Acho estranho que, com tudo isso, os aviões não se tenham tornado mais velozes. Uma viagem à Europa demora as mesmas 10 ou 12 horas de 1975.

E são as horas mais insuportáveis, mais apertadas, mais famintas e mais infelizes do que antes. É grande o estímulo para comprar passagens na classe executiva, a um preço que corresponde praticamente a uma extorsão sob ameaça de tortura. Ou paga o dobro, ou será martirizado na econômica.

Ao menos os privilegiados da classe executiva poderiam, imagino, aceitar outro negócio. Com aviões diferentes, viajariam num voo nem tão confortável —só que rapidíssimo.

Houve o Concorde, é verdade. Não deu certo, mas foi há 40 anos. Ninguém se mobilizou para inventar coisa melhor?

Seja como for, a Viagem de Avião Internacional (ponho em maiúsculas mesmo) continua cercada de um status imaginário e sem sentido.

Ilustração
André Stefanini/Folhapress

Entre num aeroporto brasileiro qualquer. Pode até ser Congonhas, dedicado aos voos domésticos. Não sei se é impressão minha, mas a maior parte das pessoas assume na hora um ar mais pretensioso.
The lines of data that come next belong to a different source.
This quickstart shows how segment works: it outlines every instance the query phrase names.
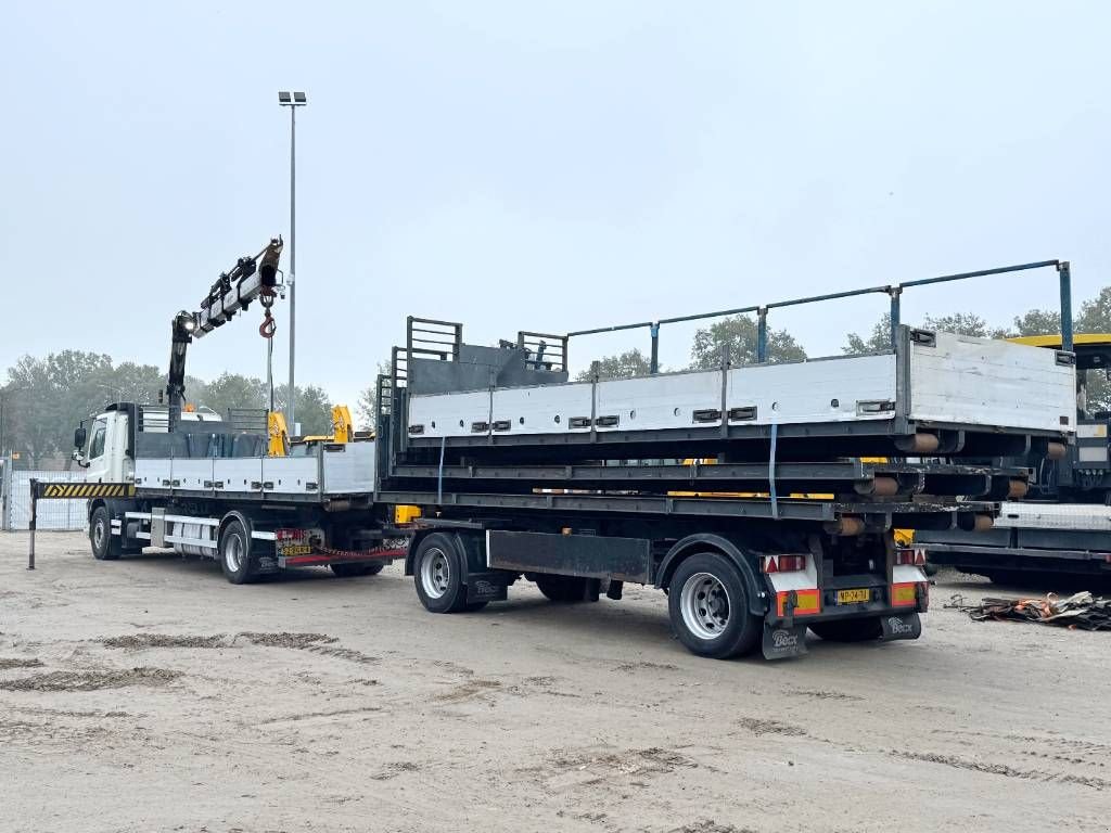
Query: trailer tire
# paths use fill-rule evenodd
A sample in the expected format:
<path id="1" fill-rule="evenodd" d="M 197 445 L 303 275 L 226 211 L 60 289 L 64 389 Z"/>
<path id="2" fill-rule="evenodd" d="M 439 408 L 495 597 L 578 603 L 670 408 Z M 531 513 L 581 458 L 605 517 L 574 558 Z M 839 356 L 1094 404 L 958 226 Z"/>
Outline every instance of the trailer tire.
<path id="1" fill-rule="evenodd" d="M 453 535 L 433 532 L 420 542 L 413 558 L 413 583 L 424 610 L 431 613 L 467 610 L 462 559 Z"/>
<path id="2" fill-rule="evenodd" d="M 249 584 L 256 579 L 258 564 L 251 556 L 250 533 L 238 518 L 230 520 L 220 532 L 220 566 L 232 584 Z"/>
<path id="3" fill-rule="evenodd" d="M 679 641 L 700 656 L 740 656 L 760 640 L 761 621 L 749 612 L 744 579 L 717 552 L 695 553 L 675 568 L 668 613 Z"/>
<path id="4" fill-rule="evenodd" d="M 883 635 L 879 616 L 814 622 L 810 630 L 825 642 L 871 642 Z"/>
<path id="5" fill-rule="evenodd" d="M 537 586 L 549 601 L 558 604 L 574 602 L 597 602 L 598 582 L 578 575 L 553 575 L 541 573 L 536 576 Z"/>
<path id="6" fill-rule="evenodd" d="M 112 515 L 108 506 L 97 506 L 89 519 L 89 543 L 97 561 L 116 561 L 123 553 L 123 543 L 112 534 Z"/>
<path id="7" fill-rule="evenodd" d="M 328 568 L 338 579 L 353 579 L 360 575 L 378 575 L 386 566 L 384 561 L 372 561 L 364 564 L 329 564 Z"/>

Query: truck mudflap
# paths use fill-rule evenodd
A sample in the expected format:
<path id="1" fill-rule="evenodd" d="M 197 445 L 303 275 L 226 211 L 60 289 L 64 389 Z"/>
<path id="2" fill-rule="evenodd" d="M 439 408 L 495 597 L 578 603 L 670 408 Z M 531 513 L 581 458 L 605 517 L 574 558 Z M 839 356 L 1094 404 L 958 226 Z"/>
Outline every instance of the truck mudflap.
<path id="1" fill-rule="evenodd" d="M 807 653 L 807 625 L 764 622 L 762 648 L 765 660 L 802 656 Z"/>
<path id="2" fill-rule="evenodd" d="M 917 640 L 922 635 L 922 620 L 918 613 L 889 613 L 880 616 L 880 626 L 883 629 L 881 642 Z"/>
<path id="3" fill-rule="evenodd" d="M 470 573 L 467 576 L 467 601 L 504 602 L 509 598 L 504 573 Z"/>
Ainda que o preço das passagens tenha se popularizado e ainda que na fila existam estudantes de chinelo ou trabalhadores rurais, muitos narizes se empinam.

O "passageiro" está mais disposto a reclamar seus próprios direitos, reais ou inexistentes, do que o último dos quilombolas. Sim, deve ser uma questão de arrobas.

Ele bufa: a porta de embarque mudou, o voo foi cancelado sem explicação. Sem explicação? Tenho a minha. Como estava meio vazio, daria prejuízo para a companhia aérea --os poucos passageiros serão "reacomodados" (ô, palavra!) no outro, até o limite da lotação.

Certo, as reclamações procedem. Mas nem sempre, acho eu. Não faz muito, vi um brasileiro indignar-se com o padrão da classe executiva, nos primeiros instantes a bordo. "Nunca mais! Nesta companhia, nunca mais!", prometeu ele, antes de aceitar o champanhe de boas-vindas.

Todo passageiro internacional se sente importantíssimo. Talvez porque se sinta em risco, entregando a vida aos azares do piloto. Ou porque mereça mais em troca do sofrimento que lhe impõem.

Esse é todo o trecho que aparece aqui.